A ruling by Western Australia’s Supreme Court on a mixed-use tower project has raised questions about the future of development in the South Perth Station Precinct.
The special control area known as the South Perth Station Precinct was established in January 2013 in order to facilitate more intensive development.
Developer Edge Visionary Living submitted a proposal for 74 Mill Point Road to the City of South Perth, and it was approved by the Metro-Central joint development assessment panel – the relevant authority – on 25 May 2015.
Hillam Architects designed the project, which has been dubbed Lumiere. David Hillam directs both Edge Visionary Living and Hillam Architects.
Two residents who own apartments across the street from the development opposed the approval in the Supreme Court, arguing that the development assessment panel (DAP) had exceeded its jurisdiction in numerous ways.
Although a number of grounds for rejecting the approval were put forward by the applicants, the two that the judge upheld were related to the building mostly consisting of residential spaces. Under the plan for the area, new projects are supposed to contain mostly non-residential spaces.
Following the ruling, the City of South Perth released a statement that said future developments would need to comply with the court’s decision.
Since the court ruling, the City of South Perth has put forward an amendment to the planning scheme for the South Perth Station Precinct that would see a reduction of the overall special control area and the introduction of absolute height limits, increased setbacks and other restrictions.
According to the council, although the amendment has not yet been adopted, the council or the development assessment panel must still take it into consideration when they are making decisions on projects.
Edge Visionary Living has submitted a new development application for a building on the Mill Point Road site with more commercial spaces and an increase in the number of storeys from 29 to 44. A decision on the new proposal is expected to be handed down by the Metro-Central joint development assessment panel later this month.

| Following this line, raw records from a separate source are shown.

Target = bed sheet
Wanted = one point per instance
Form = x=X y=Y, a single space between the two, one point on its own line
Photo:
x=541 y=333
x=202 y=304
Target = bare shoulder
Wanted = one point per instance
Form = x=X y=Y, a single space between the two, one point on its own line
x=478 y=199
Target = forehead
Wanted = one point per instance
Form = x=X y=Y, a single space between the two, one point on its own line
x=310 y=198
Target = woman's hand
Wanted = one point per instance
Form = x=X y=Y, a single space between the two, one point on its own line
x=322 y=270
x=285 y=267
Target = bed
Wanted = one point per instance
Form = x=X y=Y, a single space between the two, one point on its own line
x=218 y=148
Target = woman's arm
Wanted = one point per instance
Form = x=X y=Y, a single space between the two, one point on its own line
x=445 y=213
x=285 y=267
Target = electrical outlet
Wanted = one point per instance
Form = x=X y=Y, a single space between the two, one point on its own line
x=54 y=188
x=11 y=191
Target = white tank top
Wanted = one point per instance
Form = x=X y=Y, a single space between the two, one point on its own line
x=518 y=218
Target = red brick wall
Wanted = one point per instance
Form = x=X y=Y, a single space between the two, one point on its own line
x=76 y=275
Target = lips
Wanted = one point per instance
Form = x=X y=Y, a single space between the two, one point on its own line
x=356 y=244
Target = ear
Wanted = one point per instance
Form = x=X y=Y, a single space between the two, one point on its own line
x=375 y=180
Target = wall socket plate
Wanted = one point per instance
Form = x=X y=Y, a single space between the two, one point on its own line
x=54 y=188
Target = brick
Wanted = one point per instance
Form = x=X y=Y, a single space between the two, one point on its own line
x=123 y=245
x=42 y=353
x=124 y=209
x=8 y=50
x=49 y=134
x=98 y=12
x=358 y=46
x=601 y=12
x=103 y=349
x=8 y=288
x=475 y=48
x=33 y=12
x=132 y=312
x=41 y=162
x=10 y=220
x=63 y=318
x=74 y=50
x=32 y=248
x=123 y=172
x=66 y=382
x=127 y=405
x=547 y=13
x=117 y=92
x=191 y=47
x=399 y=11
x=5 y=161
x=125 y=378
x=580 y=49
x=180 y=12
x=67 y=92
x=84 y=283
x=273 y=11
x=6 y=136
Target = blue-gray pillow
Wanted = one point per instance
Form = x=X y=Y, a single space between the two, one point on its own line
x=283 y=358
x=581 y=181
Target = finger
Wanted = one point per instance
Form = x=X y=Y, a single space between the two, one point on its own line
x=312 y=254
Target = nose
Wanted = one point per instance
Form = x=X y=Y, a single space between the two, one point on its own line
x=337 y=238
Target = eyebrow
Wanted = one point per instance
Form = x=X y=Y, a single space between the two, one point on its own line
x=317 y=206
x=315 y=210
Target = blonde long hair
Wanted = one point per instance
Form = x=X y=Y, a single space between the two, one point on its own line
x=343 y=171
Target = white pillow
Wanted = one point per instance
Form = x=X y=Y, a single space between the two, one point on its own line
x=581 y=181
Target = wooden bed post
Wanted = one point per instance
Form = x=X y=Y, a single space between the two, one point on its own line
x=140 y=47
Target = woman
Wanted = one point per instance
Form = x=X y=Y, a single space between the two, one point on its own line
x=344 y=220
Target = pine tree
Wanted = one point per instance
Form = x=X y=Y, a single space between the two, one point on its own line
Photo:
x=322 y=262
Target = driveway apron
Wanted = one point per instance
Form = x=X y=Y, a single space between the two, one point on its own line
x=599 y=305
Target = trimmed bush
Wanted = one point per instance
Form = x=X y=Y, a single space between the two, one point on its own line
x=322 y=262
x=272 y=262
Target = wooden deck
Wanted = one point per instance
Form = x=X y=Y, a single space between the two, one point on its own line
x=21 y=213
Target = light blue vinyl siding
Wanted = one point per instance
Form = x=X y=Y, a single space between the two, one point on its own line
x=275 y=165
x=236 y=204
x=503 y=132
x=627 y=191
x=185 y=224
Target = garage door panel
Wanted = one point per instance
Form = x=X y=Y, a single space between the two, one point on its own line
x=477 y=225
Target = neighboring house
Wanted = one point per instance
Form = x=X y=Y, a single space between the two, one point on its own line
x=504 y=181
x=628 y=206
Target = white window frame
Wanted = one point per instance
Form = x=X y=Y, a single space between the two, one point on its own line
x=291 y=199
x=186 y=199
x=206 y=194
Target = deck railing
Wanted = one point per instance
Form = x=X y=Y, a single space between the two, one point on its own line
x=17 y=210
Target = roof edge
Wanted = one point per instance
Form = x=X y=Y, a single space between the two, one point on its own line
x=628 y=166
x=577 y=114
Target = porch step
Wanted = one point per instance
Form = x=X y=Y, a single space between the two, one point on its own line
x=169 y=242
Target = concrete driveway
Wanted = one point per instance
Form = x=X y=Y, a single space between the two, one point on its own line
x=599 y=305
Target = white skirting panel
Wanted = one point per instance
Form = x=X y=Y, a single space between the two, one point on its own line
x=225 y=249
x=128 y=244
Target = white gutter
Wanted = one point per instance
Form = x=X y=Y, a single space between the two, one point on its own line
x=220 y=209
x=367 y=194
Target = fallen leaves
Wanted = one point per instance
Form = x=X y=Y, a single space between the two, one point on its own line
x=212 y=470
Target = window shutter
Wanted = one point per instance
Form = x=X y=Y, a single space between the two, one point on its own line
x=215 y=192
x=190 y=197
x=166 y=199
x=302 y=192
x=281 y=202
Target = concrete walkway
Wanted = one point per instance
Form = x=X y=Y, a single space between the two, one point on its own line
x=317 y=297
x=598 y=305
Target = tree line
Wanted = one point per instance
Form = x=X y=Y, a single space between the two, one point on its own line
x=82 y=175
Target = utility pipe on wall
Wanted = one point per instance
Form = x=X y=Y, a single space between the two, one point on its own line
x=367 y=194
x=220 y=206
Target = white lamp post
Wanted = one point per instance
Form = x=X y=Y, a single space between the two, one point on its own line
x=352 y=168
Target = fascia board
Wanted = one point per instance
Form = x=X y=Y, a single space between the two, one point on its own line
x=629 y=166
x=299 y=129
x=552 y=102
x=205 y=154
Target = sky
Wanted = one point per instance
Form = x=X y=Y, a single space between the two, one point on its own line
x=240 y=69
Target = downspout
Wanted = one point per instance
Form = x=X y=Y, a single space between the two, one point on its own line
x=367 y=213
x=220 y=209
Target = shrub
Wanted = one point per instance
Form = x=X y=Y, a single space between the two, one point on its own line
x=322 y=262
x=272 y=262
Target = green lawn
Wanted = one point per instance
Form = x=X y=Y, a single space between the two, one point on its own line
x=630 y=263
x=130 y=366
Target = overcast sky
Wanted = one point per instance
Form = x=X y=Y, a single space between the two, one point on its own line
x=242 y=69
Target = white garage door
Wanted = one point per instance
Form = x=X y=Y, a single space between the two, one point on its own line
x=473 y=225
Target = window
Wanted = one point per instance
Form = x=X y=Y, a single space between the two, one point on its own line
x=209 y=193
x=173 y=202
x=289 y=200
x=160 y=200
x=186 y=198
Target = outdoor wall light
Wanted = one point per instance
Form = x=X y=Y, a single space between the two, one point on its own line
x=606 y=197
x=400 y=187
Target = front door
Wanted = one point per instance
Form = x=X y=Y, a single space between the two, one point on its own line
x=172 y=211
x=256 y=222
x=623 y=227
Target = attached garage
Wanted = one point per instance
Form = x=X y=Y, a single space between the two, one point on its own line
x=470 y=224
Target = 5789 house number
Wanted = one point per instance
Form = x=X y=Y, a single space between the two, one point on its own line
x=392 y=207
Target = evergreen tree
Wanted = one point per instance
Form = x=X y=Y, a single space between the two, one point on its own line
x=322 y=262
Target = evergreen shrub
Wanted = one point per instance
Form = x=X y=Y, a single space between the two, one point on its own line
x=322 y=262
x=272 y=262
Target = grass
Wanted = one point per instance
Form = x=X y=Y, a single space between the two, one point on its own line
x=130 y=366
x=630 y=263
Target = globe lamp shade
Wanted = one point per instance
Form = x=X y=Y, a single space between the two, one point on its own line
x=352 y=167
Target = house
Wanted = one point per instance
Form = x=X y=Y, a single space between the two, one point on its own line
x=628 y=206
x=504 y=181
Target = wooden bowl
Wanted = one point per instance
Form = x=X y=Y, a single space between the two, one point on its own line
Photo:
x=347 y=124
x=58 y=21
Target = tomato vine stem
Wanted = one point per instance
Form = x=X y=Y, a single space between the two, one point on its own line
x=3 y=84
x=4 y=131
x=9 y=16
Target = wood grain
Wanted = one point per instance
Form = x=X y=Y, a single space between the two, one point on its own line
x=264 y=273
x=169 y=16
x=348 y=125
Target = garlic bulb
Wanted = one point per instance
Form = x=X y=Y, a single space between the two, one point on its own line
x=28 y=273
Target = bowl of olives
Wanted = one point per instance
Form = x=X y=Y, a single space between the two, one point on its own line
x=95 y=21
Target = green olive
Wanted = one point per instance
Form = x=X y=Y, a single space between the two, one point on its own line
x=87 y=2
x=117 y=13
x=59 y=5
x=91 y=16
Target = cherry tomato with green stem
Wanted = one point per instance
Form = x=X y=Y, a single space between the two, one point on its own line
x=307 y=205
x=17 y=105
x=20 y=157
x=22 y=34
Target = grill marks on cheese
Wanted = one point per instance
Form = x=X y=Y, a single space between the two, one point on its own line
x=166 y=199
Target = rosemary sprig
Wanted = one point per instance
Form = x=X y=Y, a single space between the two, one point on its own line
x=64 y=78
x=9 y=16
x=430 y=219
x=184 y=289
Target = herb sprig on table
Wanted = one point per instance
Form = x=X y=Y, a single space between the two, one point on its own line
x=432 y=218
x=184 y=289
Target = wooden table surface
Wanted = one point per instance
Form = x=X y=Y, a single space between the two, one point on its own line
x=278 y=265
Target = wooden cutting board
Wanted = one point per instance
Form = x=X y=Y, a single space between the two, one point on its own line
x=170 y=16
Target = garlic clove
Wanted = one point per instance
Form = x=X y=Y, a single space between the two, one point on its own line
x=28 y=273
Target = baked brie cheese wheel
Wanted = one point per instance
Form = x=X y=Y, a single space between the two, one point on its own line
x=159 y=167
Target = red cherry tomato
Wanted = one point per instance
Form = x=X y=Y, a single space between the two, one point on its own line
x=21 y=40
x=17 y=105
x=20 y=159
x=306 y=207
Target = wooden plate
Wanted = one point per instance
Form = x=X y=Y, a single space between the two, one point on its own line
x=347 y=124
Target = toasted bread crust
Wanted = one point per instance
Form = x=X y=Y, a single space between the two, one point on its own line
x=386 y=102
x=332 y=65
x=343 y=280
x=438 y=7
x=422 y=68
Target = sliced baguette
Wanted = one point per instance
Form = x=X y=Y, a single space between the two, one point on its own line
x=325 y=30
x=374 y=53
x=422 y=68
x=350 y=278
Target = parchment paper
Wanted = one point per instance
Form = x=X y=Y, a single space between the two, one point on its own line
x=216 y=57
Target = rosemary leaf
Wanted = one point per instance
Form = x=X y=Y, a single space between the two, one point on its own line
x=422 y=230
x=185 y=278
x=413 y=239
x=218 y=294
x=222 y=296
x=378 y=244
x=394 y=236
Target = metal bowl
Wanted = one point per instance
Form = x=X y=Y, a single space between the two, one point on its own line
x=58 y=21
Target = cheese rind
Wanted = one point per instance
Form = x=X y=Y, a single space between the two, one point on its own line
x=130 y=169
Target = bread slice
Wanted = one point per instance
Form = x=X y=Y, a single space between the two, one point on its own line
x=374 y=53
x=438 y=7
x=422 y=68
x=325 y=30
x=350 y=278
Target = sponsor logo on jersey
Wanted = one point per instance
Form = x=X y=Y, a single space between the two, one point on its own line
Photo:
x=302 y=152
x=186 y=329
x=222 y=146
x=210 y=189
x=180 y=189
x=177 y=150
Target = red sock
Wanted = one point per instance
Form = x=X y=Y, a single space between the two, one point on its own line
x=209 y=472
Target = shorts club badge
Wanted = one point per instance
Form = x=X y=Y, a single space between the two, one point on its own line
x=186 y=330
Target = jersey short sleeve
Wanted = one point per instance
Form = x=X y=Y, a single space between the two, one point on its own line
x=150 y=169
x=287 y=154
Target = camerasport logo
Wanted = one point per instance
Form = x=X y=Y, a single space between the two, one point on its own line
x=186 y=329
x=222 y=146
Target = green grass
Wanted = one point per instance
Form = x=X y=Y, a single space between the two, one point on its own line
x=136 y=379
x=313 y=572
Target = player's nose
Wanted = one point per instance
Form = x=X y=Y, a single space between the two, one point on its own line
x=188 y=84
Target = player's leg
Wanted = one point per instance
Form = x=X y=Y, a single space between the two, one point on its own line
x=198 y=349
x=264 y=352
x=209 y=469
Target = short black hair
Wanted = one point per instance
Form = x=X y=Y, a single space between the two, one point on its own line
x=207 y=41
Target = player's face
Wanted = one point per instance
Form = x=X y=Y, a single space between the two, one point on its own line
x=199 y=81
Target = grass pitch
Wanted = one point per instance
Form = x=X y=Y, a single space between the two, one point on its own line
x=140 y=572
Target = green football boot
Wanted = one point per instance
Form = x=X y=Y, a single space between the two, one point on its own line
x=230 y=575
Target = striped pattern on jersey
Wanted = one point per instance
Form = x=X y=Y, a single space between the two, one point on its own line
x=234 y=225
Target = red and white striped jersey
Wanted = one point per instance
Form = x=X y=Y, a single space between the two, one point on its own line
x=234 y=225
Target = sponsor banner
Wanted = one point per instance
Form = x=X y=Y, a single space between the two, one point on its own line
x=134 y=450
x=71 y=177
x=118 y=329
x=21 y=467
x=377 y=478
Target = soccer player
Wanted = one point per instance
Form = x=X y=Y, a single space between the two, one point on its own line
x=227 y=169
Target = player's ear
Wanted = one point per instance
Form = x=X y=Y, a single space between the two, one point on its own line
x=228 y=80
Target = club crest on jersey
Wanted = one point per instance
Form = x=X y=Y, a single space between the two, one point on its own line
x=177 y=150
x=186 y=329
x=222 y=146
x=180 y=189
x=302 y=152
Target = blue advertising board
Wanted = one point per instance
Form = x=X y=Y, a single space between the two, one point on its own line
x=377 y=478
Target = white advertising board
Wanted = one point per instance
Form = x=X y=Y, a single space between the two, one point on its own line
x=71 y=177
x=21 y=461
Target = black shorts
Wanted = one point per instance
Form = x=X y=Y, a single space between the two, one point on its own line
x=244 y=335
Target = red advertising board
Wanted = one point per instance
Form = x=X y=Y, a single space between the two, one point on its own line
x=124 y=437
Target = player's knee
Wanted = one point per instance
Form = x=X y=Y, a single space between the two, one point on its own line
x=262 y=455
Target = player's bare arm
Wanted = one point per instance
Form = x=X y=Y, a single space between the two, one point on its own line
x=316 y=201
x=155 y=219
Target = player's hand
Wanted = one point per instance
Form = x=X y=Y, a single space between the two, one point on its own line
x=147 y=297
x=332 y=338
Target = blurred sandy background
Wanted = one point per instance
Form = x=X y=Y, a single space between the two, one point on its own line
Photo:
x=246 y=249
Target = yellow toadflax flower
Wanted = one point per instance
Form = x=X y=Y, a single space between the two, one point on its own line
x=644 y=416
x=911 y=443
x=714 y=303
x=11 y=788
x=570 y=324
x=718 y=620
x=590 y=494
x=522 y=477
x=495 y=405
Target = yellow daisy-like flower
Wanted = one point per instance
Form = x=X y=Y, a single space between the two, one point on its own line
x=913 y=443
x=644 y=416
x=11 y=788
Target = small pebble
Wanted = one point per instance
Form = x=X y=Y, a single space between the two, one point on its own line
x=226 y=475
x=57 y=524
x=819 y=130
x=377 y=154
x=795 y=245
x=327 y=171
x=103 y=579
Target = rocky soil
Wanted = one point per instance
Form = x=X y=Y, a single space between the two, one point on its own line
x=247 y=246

The City of South Perth has resolved to push for the abolition or significant reform of development assessment panels. A statement from the council was critical of the roles played by development assessment panels – which were introduced in July 2011. In Western Australia, there are six metro development assessment panels and three regional panels.
“DAPs are not democratic bodies representing the ratepayers and do not reflect the aspirations or values of the community regarding development,” said the South Perth mayor Sue Doherty. The council is pushing for the abandonment of DAPs in favour of ministerial authority on projects above a certain value or size.